Wednesday, December 6, 2017
The Chartered Institute of Taxation (CIOT) says it is encouraged by small print that was included in the recent UK Budget, which CIOT says suggests the Government is looking to cushion UK importers from a potential tax hit after the UK leaves the European Union.
CIOT pointed out that businesses currently benefit from "postponed accounting" for VAT when importing goods from the EU. Under current rules, tax-registered persons importing goods from outside the EU have to pay VAT upon the goods' entry into the European Union and later recover that VAT via their tax return. These rules do not apply for imports of goods from within the EU (so-called acquisitions) upon which acquisition VAT applies. Instead this VAT liability is reported on subsequent tax returns at which time the business can seek to offset that tax liability with any available input tax credits – that is, postpone accounting for VAT and benefit from mitigating any short-term drag on the company's cash flow.
CIOT noted that such "postponed accounting" is enabled through acquisition VAT (on imports of EU goods), which will go after Brexit, and also through the EU reverse charge for services, CIOT pointed out.
The CIOT has pointed out that in a statement on page 38 of the Budget Red Book the Government has stated that it recognizes "the importance of such arrangements" and "will take this into account when considering potential changes following EU exit."

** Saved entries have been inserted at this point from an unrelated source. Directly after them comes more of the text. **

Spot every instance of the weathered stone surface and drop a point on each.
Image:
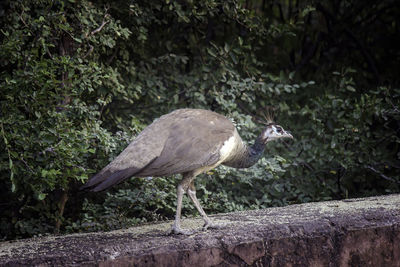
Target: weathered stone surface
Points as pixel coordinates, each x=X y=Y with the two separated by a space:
x=357 y=232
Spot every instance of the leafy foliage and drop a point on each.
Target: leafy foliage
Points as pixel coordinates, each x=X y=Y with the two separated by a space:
x=80 y=79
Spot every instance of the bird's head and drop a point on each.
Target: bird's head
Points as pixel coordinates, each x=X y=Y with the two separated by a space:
x=274 y=131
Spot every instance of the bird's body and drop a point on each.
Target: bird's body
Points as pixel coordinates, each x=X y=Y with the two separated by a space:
x=185 y=141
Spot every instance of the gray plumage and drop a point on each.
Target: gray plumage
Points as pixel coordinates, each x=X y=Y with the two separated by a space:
x=186 y=141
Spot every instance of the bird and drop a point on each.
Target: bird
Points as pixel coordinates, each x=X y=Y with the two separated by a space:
x=187 y=142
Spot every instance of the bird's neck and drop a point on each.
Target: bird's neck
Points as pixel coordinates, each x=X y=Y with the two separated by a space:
x=247 y=156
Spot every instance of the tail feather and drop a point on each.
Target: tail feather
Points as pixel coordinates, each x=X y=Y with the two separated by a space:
x=107 y=177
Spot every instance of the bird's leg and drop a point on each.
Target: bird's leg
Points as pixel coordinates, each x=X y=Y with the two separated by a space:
x=176 y=227
x=191 y=191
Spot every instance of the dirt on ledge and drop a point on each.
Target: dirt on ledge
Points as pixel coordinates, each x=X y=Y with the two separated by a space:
x=355 y=232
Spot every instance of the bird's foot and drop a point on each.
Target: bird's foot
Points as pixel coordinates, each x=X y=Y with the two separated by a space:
x=175 y=230
x=211 y=225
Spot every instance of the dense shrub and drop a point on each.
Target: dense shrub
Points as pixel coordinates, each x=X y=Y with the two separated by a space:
x=80 y=79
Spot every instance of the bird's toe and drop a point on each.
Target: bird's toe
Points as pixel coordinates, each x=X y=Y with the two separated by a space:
x=179 y=231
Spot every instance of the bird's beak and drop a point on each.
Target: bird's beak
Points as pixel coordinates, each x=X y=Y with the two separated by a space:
x=288 y=134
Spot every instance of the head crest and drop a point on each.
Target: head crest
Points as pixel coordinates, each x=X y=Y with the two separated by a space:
x=265 y=116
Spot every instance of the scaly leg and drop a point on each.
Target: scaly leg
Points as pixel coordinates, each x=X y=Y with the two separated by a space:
x=207 y=222
x=182 y=187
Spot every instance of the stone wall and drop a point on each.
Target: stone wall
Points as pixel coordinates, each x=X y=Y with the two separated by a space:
x=355 y=232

Commenting, CIOT said: "The suggestion that HMRC are looking at helping importers with their post Brexit operations is welcomed by the CIOT. However, the Institute cautions business and their advisers that there is no certainty that postponed accounting will be HMRC's preferred approach when the UK leaves the EU.
Alan McLintock, Chair of CIOT's Indirect Taxes Sub-committee, said: "Continuing postponed accounting after Brexit would avoid a huge strain on businesses' cash flow and ease their respective administration work, especially as it is estimated that around 180,000 business are set to have to deal with customs declarations that have not before, once we leave the EU."
"Postponed accounting will help cut the cash-flow impact on all importers, large and small, where significant amounts of cash will otherwise become tied up due to the delay between the payment of import VAT and the associated later recovery through the importer's UK VAT return."
"We note that the Government have not promised to implement postponed accounting but only to take postponed accounting 'into account' following the EU exit. We look forward to receiving more information on exactly what this means in practice and whether it will be limited to trade with EU countries only or extended to imports from the rest of the world."